THE PROBLEM

Ophthalmology datasets (fundus, OCT, OCTA, visual fields, photos, HRF, oximeter, demographics/clinical) were fragmented across multiple projects, each with inconsistent naming conventions, storage locations, and metadata standards. There was no centralized, standardized home for the data.

Solving this problem was critical because researchers and clinicians needed the ability to securely ingest, version, search, and analyze imaging and clinical data at scale. Without a unified system, cross-project research, cohort building, and longitudinal disease analysis were impractical or impossible.

The previous state lacked predictable file organization, enforced metadata tagging, automated validation, versioning, and role-based access control. Files were scattered across siloed storage with no consistent naming, no catalog, and no way to query across projects or modalities.

Researchers, clinicians, data managers, principal investigators, and administrative staff across Mount Sinai's ophthalmology department were affected — anyone needing to discover, access, or analyze imaging and clinical data.
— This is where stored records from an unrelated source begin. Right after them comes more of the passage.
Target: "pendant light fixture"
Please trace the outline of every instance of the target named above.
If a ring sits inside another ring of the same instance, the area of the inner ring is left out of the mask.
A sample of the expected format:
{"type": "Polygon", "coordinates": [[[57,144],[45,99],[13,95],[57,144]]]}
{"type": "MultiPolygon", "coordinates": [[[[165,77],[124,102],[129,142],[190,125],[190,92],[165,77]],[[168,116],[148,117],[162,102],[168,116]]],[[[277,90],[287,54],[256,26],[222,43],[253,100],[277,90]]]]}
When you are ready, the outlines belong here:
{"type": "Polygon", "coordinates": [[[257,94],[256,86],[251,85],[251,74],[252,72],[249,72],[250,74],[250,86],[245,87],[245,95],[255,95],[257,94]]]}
Yes, significant technical challenges included handling large proprietary file formats (e.g., .E2E, .BAK), enforcing PHI/PII compliance and de-identification, managing inconsistent legacy naming across historical datasets, preventing tag sprawl, controlling cloud storage costs, and supporting overlapping patient/project membership without duplicating files.

Project Goals & Objectives

The main objective was to build a single AWS S3-based data warehouse with automated ingestion, validation, metadata extraction, cataloging, versioning, role-based access control, and audit trails providing researchers and clinicians a secure, standardized, queryable platform for ophthalmology data.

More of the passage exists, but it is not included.